Why Naive RAG Fails in Production

The typical RAG proof-of-concept takes an afternoon to build: split documents into fixed-size chunks, embed them with OpenAI, store in a vector database, retrieve top-k at query time, and stuff them into a prompt. The demo looks impressive. Then it hits production, and retrieval quality collapses.

The original RAG paper from Meta AI (2020) established the core idea: augment a language model with a non-parametric retrieval component to ground answers in external knowledge. Three years later, the pattern is everywhere. But the gap between a working RAG prototype and a reliable production system is substantial, and most teams underestimate it.

Retrieval failure is the leading cause of RAG hallucinations. The model does not fabricate answers because it is broken — it fabricates because the retriever handed it irrelevant or incomplete chunks. Fix the retriever, and the generator gets dramatically better without any model fine-tuning. This guide covers the techniques that separate robust RAG systems from weekend demos: chunking strategies, hybrid search, query transformation, cross-encoder reranking, context assembly, and systematic evaluation.
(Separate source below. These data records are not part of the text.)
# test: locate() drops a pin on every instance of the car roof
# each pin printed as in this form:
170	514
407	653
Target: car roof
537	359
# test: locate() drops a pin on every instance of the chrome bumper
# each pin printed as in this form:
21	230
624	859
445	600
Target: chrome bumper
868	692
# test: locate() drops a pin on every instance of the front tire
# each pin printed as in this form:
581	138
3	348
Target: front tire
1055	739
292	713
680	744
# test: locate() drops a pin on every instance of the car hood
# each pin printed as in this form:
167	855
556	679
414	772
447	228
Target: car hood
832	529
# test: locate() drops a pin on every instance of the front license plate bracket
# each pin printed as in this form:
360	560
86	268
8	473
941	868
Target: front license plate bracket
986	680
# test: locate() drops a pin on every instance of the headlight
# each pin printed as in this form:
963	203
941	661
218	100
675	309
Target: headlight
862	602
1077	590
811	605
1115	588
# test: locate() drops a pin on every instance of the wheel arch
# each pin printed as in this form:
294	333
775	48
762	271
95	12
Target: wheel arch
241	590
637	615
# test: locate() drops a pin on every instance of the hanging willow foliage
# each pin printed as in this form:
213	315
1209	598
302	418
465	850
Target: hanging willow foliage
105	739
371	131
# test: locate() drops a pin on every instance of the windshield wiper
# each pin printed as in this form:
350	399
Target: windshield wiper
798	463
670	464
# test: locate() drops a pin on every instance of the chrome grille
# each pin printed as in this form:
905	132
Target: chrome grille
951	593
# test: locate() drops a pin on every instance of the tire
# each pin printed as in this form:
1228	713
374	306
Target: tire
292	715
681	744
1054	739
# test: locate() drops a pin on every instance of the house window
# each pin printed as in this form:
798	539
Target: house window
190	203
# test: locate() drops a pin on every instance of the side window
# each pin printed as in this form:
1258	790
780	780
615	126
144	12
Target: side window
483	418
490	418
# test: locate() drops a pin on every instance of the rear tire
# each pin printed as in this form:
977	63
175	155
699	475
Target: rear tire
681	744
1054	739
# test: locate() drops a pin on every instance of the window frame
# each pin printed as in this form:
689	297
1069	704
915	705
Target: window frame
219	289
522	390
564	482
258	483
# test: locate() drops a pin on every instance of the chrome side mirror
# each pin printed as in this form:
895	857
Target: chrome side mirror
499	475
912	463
The RAG Stack — What Each Layer Actually Does

A production RAG system has two distinct pipelines: indexing (offline) and retrieval + generation (online). Keeping them conceptually separate prevents the mistake of optimizing the wrong bottleneck.

Indexing Pipeline

Load raw documents → clean and normalize → split into chunks → embed each chunk → store (vector + metadata) in the vector store. This runs once and whenever documents change. Chunk quality is fixed here — there is no online recovery from bad chunking.

Retrieval Pipeline

Receive user query → transform query (optional) → retrieve candidate chunks → rerank candidates → assemble context window → generate answer. Each stage is independently tunable and independently measurable.

Evaluation Loop

Measure retrieval recall, precision, and faithfulness continuously. Without a quantitative feedback loop, you are flying blind — changes may feel better in demos but regress real-world performance.

Chunking: Where Most Teams Get It Wrong

Chunk size is a retrieval-generation trade-off. Small chunks improve retrieval precision (the retrieved passage is more likely to be exactly relevant) but risk losing context that the generator needs. Large chunks preserve context but reduce retrieval precision and burn context-window tokens fast. The right size depends on your document structure — there is no universal answer.

Recursive character splitting is the safest default for unstructured prose. It tries to split at paragraph boundaries first, then sentences, then words, falling back to characters only when necessary. LangChain's RecursiveCharacterTextSplitter implements this well.

from langchain.text_splitter import RecursiveCharacterTextSplitter

splitter = RecursiveCharacterTextSplitter(
    chunk_size=512,        # characters, not tokens
    chunk_overlap=64,      # overlap to preserve sentence continuity
    separators=[
        "\n\n",          # paragraph break first
        "\n",             # line break
        ". ",              # sentence boundary
        " ",               # word boundary
        "",                # character fallback
    ],
    length_function=len,
)

chunks = splitter.split_documents(docs)

# Each chunk carries metadata from the source document
# Preserve: source URL, section heading, page number, date
for chunk in chunks:
    chunk.metadata["chunk_id"] = f"{chunk.metadata['source']}:{i}"
    chunk.metadata["heading"] = extract_nearest_heading(chunk)

Note

Chunk overlap (the chunk_overlap parameter) prevents information from being split across chunk boundaries. A 64-character overlap means the first 64 characters of chunk N+1 repeat the last 64 characters of chunk N. Set it to roughly 10-15% of chunk size. Zero overlap causes retrieval gaps at boundaries.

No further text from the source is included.